Born in South Korea, Eunkang Koh started her career as an artist after receiving her Bachelor of Fine Arts Degree from Hong-Ik University in Seoul. In the 2000s, she moved to California to pursue her master’s degree at Cal State Long Beach and accepted a teaching position at the University of Nevada, Reno shortly afterward. Koh’s artwork adorns this year’s Best of Northern Nevada issue.
Can you tell me about your art and the philosophy behind it?
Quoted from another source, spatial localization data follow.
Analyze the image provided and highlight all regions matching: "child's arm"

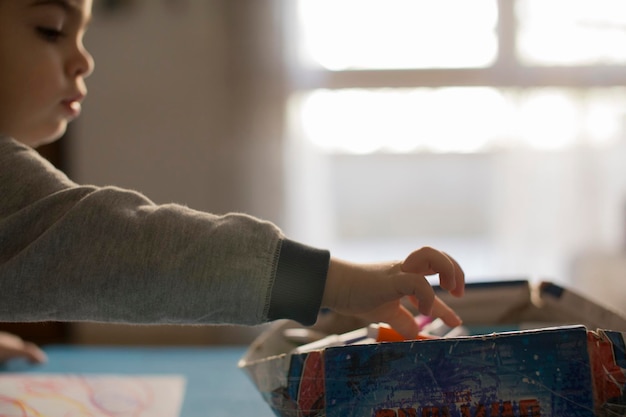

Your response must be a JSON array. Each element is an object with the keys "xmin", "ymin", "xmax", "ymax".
[
  {"xmin": 0, "ymin": 332, "xmax": 47, "ymax": 364},
  {"xmin": 322, "ymin": 246, "xmax": 464, "ymax": 339},
  {"xmin": 0, "ymin": 137, "xmax": 463, "ymax": 332}
]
I have a style that I use animals to show, kind of, humans … as animals living in society. So, it was a long process over the period of time I developed the idea. My background, kind of Buddhist, kind of Korean [mythology], it’s a mixture of all these kind of old tales and stories from my grandma—[my] upbringing in Asian culture. I started kind of thinking, you know, like animals—we are animals, and animals are animals. So, we’re like a different species of animal, and a lot of behavior we have … [it’s] like animals too. Also, I get a lot of ideas from language, kind of a linguistic perspective. My first language is Korean, and I later learned English. So, as I was learning English, a lot of expressions, sometimes they’re similar to Korean. Like, you know, we have expressions that we describe humans like animals, like, “Chicken head,” “like a pig,” “snake,” “rat” or things like that. … I’ve been really influenced by those ideas and philosophy, and I adapt those ideas to my art. So when I was asked to do illustrations for the newspaper, [RN&R editor Brad Bynum] said, “Yeah, you make all kinds of hybrid animals doing something human, and maybe they’ll be interested in that for this year’s [Best Of] edition.”
Sounds like when we talk about an “urban jungle.”
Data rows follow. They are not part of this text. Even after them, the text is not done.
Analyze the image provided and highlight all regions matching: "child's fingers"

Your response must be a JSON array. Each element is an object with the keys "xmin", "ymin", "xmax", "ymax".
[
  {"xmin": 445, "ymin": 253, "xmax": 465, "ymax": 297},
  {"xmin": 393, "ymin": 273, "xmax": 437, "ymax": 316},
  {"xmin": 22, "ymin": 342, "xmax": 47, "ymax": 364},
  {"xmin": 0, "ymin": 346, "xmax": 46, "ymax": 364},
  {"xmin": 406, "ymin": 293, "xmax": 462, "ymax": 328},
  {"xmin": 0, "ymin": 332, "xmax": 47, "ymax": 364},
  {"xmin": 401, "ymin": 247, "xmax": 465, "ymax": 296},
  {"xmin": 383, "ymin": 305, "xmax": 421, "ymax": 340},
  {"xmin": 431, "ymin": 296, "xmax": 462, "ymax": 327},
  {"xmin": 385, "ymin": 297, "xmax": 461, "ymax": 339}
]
Yes. It was really fun to do research and go through the process. I’ve never done commission work, but that was really interesting. I’m really glad you guys asked me.
When Brad called you, were you familiar with Best of Northern Nevada artwork in past issues?
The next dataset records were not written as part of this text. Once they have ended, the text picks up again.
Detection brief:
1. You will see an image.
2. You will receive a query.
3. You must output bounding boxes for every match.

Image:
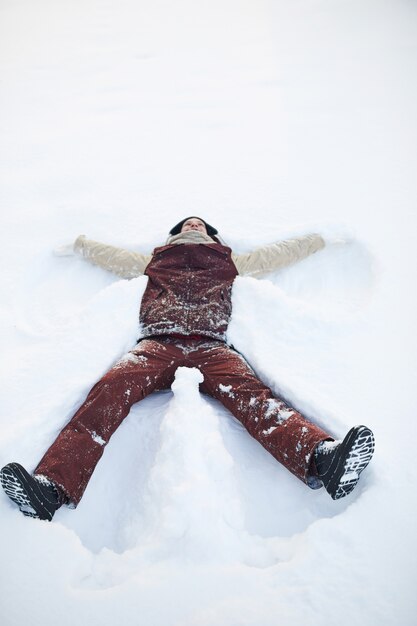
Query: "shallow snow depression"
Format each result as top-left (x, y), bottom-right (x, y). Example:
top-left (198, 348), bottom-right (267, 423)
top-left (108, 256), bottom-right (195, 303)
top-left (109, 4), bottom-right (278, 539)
top-left (0, 243), bottom-right (406, 626)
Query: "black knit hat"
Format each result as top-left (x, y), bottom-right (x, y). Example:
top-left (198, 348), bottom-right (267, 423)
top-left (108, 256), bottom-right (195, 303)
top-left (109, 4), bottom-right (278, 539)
top-left (169, 216), bottom-right (218, 238)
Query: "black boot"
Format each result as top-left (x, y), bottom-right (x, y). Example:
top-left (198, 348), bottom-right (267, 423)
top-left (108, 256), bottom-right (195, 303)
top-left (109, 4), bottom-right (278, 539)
top-left (314, 425), bottom-right (375, 500)
top-left (0, 462), bottom-right (65, 521)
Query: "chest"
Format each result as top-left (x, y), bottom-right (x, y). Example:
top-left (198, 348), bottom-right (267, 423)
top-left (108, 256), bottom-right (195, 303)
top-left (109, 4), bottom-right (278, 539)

Yes, I know some of the artists who have done that project. … So, yes, I’m pretty familiar with that newspaper.
Did you approach the project any differently than you normally would?
A little bit. At the beginning, as I said, I really haven’t done much commercial work. … Sometimes my work is very provocative, kind of crazy. So, I didn’t want to go with that. But at the same time … with the family theme, there was all these birds hanging out with baby birds. When I heard “family,” that kind of made me think about what a family is in the contemporary world. A lot of times, when people think “family” they figure, like, mom, dad. But then, I kind of started thinking like, “What if a little kid doesn’t have a mom and dad?” Like, they only have mom, which happens a lot. Or, like, they don’t even have a dad or mom, they only know uncle and grandpa. So, my theme is not typical. I always like thinking about philosophy because of things that I do in my work, which was really interesting. So, it was commission work, but I definitely thought about, like, how to approach my art as well. And I think that part became really interesting, too, because I think there is a flat form that I was supposed to do. There’s a theme, but then, like, plugging in kind of my idea into that was a very interesting part of this process.